Faniyiz hepimiz bâki olan sadece Allah'tır. Buna sonsuz iman ederiz ama geçici dünyada kimileri gelir geçer, kimileri ise dünyaya kafa tutar, sisteme köle arayanlara ve ezenlere hakkı haykırır da uyuyan milyarlarca Müslümanı uyandırır da geçer. Her 27 Şubat’ta içimden şöyle düşünürüm. “Ey Hocam! Rabbim sana yeni bir 28 Şubat zulmü daha hatırlatmadan, bir gün önce emanetini aldı. 10 yıl oldu. Sen gün geçtikçe ufkunla, yaptıklarınla ve yetiştirdiğin güzel insanlarla büyüyorsun ama sana zulmedenler tarihin çöplüğüne düştü bile.”

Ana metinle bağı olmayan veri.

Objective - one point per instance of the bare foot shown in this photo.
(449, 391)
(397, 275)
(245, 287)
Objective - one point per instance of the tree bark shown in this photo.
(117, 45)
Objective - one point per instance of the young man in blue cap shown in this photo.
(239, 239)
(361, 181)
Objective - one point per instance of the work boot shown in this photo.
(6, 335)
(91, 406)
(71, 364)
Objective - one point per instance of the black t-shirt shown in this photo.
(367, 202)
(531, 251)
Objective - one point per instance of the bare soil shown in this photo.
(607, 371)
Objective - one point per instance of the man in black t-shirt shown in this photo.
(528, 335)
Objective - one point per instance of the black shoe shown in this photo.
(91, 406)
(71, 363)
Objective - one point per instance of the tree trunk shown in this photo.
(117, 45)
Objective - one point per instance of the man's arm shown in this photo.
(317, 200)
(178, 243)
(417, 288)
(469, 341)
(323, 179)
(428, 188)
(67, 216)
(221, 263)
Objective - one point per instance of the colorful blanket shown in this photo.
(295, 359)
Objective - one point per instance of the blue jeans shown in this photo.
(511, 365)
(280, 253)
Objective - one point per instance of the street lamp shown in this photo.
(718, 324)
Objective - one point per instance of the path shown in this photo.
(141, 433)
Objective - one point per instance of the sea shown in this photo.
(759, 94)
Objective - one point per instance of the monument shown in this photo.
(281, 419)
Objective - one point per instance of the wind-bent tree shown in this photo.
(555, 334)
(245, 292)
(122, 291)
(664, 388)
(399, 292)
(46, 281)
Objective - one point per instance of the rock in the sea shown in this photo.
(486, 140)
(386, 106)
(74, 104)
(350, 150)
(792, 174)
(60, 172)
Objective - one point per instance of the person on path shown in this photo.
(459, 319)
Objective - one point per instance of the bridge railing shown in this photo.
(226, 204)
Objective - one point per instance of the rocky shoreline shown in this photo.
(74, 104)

Son günlerinde kendisine nasıl anılmak istersiniz? diye sormuşlardı, o, yine en güzel cevabı vermiş, "Canıyla, malıyla Allah rızası için Cihad eden bir Müslüman olarak anılmak isterim" demişti. Bizim şehadetimiz ne anlama gelir bilemem ama Şahidiz Hocam. Sen sadece gelip/geçmedin. Yüreğimize büyük bir sevgi, Allah aşkı ve omzumuza büyük bir dava mirası bıraktın da gittin. Ya Rabb’i... ben ve benim gibi tüm İslam alemindeki milyonların bu şehadeti hürmetine onun ahiret hesabını kolay kıl, Efendimiz AS komşu eyle. Bizi cennetinde buluştur.
Ve ben... Rabb’ine kavuşmasından sonra geçen 10 yılda, hala yüreğimde aynı dirilikte yaşattığım Hocamı yine gözyaşlarımla özlüyor, üzerimizde zerre kadar adamlık var ise Allah’ın lütfuyla Hocamızdan biliyorum..!!